16. Les cuisines des relais routiers
Les relais routiers ont perpétué cette vieille tradition du bord de route à l’ère des autoroutes inter-États. L’Iowa 80 a ouvert ses portes à Walcott en 1964, avant même que le réseau autoroutier ne soit achevé, et ce genre d’endroits a continué à offrir les mêmes plaisirs simples que les gens avaient toujours recherchés : des plats chauds, du café bien fort, des tartes et une place assise pour tous ceux qui franchissaient le seuil.

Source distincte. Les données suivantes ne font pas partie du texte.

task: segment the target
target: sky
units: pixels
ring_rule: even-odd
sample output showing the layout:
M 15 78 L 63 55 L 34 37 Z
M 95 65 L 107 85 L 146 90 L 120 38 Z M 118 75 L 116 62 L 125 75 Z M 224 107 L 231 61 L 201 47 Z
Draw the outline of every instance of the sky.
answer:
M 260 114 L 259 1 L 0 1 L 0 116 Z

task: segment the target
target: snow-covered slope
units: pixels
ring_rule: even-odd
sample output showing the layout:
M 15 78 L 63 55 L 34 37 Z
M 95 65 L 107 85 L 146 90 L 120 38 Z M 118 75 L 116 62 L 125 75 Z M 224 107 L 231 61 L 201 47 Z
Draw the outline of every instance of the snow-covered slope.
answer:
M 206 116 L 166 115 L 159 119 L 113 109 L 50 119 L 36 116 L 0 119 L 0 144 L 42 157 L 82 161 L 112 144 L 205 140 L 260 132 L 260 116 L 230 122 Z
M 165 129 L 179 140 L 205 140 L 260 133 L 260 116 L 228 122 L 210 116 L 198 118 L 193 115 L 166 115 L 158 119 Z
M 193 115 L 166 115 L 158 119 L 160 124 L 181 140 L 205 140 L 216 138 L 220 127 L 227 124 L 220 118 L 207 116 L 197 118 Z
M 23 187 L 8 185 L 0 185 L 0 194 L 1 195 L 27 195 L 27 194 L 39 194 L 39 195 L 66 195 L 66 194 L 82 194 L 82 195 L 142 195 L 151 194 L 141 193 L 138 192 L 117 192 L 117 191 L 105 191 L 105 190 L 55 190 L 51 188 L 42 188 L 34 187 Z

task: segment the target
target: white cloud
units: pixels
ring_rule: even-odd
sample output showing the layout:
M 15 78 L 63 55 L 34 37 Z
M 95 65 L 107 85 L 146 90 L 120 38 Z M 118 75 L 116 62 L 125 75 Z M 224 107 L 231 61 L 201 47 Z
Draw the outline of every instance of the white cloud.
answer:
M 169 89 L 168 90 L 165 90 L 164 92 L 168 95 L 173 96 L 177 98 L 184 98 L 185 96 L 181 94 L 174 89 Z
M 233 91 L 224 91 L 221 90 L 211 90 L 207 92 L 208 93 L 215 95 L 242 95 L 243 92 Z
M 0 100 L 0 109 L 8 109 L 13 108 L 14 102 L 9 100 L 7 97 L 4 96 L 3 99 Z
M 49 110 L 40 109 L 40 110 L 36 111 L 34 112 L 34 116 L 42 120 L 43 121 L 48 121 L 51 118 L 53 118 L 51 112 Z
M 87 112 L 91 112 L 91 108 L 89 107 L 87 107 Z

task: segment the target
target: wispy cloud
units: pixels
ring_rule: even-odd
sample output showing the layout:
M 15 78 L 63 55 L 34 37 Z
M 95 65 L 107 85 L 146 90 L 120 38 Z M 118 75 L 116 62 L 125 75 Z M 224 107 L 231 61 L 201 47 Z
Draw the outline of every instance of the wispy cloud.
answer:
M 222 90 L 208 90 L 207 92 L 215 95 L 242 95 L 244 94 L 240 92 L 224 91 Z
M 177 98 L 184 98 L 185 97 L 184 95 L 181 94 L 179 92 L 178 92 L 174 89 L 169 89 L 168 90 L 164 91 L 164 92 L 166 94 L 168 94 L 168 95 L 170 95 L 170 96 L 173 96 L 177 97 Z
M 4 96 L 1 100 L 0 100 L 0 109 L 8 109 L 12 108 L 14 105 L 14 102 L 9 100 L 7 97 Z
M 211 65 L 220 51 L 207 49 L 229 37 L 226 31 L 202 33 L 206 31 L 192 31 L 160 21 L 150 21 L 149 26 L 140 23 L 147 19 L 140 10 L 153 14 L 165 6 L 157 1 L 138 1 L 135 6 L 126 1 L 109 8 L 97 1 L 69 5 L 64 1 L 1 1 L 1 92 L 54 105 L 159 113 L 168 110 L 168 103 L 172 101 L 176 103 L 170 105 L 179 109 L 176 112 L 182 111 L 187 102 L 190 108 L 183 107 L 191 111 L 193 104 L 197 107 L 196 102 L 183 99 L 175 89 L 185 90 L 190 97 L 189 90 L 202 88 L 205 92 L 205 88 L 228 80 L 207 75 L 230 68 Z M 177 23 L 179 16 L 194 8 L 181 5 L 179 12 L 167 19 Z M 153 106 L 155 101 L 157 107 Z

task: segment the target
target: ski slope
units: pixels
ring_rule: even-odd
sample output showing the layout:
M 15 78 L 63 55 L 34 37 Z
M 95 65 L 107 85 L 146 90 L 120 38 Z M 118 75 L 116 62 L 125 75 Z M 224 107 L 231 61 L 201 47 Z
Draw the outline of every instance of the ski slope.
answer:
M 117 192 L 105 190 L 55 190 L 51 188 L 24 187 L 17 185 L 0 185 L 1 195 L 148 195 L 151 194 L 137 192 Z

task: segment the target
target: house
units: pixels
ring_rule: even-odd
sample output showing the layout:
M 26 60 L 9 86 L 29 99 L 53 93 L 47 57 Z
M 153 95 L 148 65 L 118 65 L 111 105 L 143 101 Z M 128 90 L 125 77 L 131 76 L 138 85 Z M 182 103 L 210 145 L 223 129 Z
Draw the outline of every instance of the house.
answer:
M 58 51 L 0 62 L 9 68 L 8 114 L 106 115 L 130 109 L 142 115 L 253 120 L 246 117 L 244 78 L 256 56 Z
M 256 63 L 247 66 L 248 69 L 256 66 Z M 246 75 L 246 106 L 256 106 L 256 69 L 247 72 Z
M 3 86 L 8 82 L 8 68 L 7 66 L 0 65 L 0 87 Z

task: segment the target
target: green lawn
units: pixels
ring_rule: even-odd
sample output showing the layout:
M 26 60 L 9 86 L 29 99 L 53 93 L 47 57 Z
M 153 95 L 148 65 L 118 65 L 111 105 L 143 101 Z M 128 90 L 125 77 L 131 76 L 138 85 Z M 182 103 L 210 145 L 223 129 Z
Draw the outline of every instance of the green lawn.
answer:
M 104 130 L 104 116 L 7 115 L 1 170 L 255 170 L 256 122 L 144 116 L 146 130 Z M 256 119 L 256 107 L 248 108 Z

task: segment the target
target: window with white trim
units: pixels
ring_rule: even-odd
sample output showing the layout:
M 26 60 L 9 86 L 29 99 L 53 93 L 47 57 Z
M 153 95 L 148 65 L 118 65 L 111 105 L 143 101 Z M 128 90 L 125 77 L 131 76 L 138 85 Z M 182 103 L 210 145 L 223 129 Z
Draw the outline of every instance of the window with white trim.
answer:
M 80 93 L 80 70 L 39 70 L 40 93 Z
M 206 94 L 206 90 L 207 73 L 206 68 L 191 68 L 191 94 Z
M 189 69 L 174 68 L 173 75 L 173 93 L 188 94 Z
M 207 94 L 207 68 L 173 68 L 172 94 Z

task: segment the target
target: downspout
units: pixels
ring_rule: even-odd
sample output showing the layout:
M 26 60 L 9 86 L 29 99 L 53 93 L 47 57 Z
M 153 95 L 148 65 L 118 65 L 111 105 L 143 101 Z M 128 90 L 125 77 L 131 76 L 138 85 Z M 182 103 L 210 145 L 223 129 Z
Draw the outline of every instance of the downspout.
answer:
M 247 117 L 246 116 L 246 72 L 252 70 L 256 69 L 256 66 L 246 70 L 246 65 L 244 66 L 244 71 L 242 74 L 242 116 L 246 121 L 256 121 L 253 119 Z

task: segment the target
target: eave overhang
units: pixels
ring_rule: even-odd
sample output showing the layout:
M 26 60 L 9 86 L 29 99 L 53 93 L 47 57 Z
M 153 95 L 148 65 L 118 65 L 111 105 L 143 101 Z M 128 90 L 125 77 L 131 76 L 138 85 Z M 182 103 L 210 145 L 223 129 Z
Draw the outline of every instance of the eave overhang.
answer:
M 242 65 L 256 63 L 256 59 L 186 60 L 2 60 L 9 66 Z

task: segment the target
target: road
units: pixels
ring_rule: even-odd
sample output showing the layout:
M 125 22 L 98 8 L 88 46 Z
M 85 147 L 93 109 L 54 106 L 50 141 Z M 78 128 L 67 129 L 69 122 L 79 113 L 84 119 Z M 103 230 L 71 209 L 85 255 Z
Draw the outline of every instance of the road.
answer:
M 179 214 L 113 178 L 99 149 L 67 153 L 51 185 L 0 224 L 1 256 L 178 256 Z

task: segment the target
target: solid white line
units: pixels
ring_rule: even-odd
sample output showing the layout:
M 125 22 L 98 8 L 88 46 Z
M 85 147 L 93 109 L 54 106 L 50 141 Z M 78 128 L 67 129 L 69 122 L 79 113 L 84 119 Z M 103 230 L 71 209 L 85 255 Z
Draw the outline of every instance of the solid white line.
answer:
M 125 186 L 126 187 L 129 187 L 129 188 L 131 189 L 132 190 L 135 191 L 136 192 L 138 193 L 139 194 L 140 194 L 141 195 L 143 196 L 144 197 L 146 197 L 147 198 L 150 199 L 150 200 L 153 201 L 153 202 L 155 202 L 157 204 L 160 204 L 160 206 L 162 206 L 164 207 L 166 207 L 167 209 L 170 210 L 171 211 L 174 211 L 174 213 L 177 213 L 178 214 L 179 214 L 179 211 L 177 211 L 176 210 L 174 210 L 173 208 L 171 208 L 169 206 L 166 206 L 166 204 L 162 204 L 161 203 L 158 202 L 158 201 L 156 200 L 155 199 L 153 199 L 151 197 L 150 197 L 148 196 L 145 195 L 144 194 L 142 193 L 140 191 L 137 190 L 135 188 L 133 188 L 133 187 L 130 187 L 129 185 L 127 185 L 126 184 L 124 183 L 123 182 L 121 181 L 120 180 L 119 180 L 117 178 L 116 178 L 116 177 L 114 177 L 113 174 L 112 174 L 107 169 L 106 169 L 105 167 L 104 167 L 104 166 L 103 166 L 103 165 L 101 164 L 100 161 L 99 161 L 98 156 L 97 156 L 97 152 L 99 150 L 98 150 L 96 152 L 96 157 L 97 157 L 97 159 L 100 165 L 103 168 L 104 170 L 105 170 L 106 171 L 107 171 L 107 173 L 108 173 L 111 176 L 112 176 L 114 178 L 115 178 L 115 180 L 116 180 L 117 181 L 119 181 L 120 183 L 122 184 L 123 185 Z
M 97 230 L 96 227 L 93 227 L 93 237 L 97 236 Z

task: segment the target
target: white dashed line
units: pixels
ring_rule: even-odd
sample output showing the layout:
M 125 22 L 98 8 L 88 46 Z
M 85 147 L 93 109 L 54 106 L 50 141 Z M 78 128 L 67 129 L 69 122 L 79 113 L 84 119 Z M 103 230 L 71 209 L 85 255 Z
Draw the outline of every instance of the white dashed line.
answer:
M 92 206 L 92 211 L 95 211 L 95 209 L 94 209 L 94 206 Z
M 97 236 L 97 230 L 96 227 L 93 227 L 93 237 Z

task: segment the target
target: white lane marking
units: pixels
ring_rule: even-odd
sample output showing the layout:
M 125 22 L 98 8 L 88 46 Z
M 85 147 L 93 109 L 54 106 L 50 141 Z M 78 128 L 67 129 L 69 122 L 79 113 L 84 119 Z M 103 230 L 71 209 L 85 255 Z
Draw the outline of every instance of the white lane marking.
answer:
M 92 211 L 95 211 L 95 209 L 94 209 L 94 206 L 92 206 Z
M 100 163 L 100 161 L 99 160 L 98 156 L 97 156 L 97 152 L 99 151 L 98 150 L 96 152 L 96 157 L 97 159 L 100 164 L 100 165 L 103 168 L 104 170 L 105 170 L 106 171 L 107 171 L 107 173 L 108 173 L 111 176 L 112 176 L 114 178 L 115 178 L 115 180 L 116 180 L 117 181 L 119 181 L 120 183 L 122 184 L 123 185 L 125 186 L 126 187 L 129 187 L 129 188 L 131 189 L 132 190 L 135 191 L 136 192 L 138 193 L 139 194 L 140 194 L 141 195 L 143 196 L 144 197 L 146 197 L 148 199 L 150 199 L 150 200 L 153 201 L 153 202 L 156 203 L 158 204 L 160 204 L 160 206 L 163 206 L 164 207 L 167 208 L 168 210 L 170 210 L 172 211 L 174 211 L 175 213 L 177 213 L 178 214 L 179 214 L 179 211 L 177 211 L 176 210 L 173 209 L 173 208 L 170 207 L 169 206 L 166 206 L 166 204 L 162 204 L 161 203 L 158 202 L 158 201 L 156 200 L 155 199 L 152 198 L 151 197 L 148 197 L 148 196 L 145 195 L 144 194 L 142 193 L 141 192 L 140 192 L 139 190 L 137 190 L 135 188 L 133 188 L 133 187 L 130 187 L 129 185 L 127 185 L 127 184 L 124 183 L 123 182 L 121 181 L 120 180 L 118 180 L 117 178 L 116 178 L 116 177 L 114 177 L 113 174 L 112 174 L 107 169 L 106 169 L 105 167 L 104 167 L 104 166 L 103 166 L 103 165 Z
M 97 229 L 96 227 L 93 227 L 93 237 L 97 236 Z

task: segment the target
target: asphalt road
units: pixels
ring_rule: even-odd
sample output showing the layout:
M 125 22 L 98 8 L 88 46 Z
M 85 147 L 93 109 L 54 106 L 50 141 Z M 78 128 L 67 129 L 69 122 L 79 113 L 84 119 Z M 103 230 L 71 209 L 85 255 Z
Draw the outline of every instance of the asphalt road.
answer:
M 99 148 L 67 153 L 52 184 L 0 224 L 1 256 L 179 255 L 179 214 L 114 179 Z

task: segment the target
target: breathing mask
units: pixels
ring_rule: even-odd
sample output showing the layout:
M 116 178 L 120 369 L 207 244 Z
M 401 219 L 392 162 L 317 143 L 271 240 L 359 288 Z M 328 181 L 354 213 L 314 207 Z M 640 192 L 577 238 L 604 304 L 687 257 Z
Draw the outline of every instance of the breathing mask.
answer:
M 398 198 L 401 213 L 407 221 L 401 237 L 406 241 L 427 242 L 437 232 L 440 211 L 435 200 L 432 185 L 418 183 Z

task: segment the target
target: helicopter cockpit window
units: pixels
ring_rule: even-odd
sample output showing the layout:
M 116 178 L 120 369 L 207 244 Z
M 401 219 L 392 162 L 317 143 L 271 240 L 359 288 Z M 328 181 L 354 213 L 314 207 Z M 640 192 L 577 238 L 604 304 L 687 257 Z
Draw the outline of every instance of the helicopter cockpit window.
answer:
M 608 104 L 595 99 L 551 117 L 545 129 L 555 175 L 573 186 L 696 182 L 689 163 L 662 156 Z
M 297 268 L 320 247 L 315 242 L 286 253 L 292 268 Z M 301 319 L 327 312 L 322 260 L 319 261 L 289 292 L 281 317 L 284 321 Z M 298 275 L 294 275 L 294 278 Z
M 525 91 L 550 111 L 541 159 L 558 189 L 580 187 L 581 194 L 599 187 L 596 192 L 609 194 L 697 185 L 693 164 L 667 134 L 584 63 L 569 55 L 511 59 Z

17. Restaurants du Green Book
Tout récit honnête sur les voyages en voiture se doit de mentionner les établissements qui ont permis aux automobilistes noirs de voyager en toute sécurité à l’époque des lois Jim Crow. De 1936 à 1966, le Green Book répertoriait les restaurants, les stations-service, les hôtels et autres lieux de halte où les voyageurs noirs pouvaient être sûrs d’être accueillis, et ces endroits occupaient une place centrale dans la culture routière américaine.
18. Kiosques routiers aux formes originales
Les gigantesques stands de fruits d’orange californiens ont très tôt compris une vérité fondamentale : si le bâtiment attire l’œil, les gens s’arrêteront. Certains de ces stands en forme de fruits vendaient du jus, d’autres se sont mis plus tard à proposer des hot-dogs ou des hamburgers, et tous ont contribué à faire de ces haltes routières des lieux un peu ludiques et mémorables.
19. Les restaurants « Neon Route 66 »
Dans les années d’après-guerre, l’apparence des restaurants routiers importait presque autant que leur carte. Les néons, l’aluminium, le verre et les enseignes lumineuses rendaient ces établissements visibles depuis la route et difficiles à oublier une fois la nuit tombée, ce qui explique en grande partie pourquoi les diners de la Route 66 occupent encore une place si importante dans la mémoire collective américaine.
20. Le comptoir du petit-déjeuner « Pre-Road »
Certaines traditions routières sont plus discrètes que les plus tape-à-l’œil, et le petit-déjeuner au comptoir en fait partie. Le Lou Mitchell’s de Chicago s’est fait connaître non seulement pour ses origines remontant à 1923 et sa rénovation de 1949, mais aussi pour le mélange d’habitants du coin et de voyageurs qui y commençaient leur journée sur la Route 66, ce qui en dit long sur la façon dont le road trip commençait souvent par un café, des œufs et une banquette près de la porte.